Niedokładnie zamknąłem zamek w bagażniku i gdzieś na wybojach wypadł telefon, klucze i zapasowe szybki okularów (futerał został!). W%^&rw z rana na maksa, ale wystarczyło zadzwonić na swój numer a miła pani powiedziała gdzie mam się zgłosić po zgubę. Reszta przepadła...
Coś mi wlazło pod łopatkę i nie mogę spojrzeć się przez lewe ramię. Akurat w mieście ta "funkcja" jest często potrzebna, więc trochę się tym martwię...
Obecnie rano jest chyba najprzyjemniej jeździć. O 5:30 - 21st, "lekkie" słońce, brak wiatru - szkoda, że jestem w stanie wyrwać tylko 2 godziny. Od pierwszego budzika do wpięcia się w spdy mija zaledwie 25min. - za to prawie nikogo na drogach nie ma. 55km - 1:50- średnia utrzymana.

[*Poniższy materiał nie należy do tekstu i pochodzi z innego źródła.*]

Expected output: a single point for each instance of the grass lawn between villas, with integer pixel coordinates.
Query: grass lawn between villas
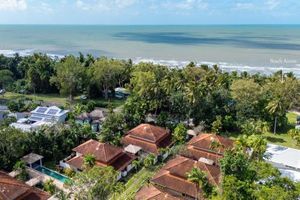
(282, 139)
(59, 99)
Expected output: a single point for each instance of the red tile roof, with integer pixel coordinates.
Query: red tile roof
(154, 193)
(202, 146)
(173, 176)
(204, 141)
(105, 154)
(150, 138)
(12, 189)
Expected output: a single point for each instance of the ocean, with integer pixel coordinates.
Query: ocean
(253, 48)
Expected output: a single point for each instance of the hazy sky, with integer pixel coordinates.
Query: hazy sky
(149, 11)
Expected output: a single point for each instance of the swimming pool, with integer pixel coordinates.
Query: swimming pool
(52, 173)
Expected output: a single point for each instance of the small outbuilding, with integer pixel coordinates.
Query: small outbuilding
(33, 160)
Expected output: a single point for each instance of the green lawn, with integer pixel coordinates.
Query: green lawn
(280, 138)
(58, 99)
(137, 181)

30:30x8 reszta luźno. temperatura o 6 - 19st - super, ale burzowo. Wczoraj pod Kołobrzegiem piorun z takiej małej burzy trzasnął obok drzewa pod którym schował się rowerzysta i go poraziło. Przypomniała mi się sytuacja, kiedy mnie na otwartej przestrzeni złapały niezłe pioruny - miałem wtedy sporego stracha!